As has been the case throughout this miniseries, Soviet doublespeak and political posturing is a huge roadblock in “The Happiness of All Mankind”, especially for Ulana Knomyuk (Emily Watson), who is trying to get to the bottom of what caused the reactor meltdown in the first place. But “there is no truth”, after all, except I suppose whatever the State insists the truth is. In a lot of ways, since the very beginning of the premiere episode, Legasov has been grappling with that idea. When Knomyuk comes to him in this episode and concludes that he is partly complicit in the oversight that allowed for this mess to happen, she urges him to side with the truth, and not with the Soviet Union. Boris Shcherbina (Stellan Skarsgard), naturally, would like just the opposite.

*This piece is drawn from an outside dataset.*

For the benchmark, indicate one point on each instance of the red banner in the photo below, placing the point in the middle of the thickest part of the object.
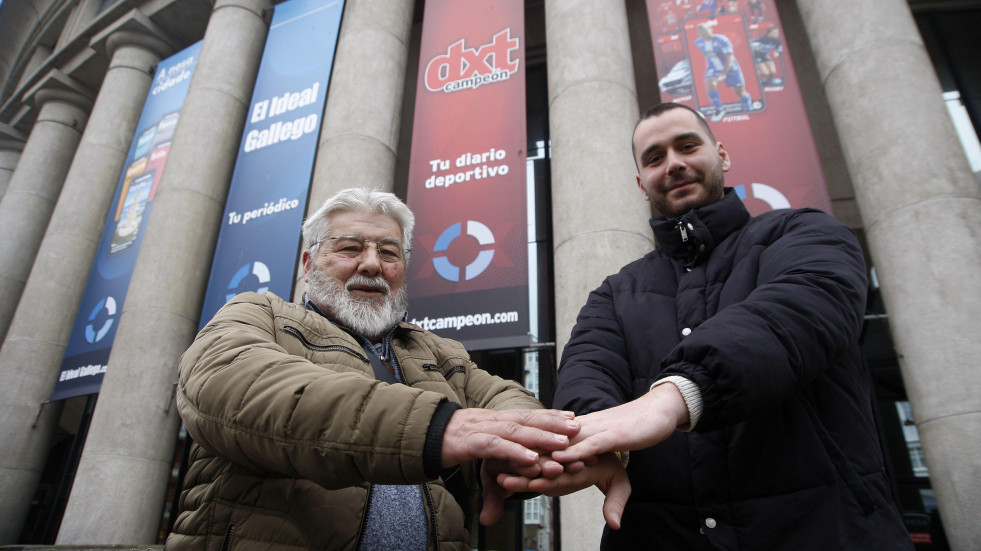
(468, 275)
(728, 59)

With one episode left, we know there’s no happy ending to be had here. But what constitutes “happy” in a story like this? Is it the glossy, Hollywood version that we’re used to, in which everyone survives and lives happily ever after, or is the reality of humanity and devotion to the truth, at all costs, the happiest thing we can hope for? If I were a betting man, I know where I’d be laying my money.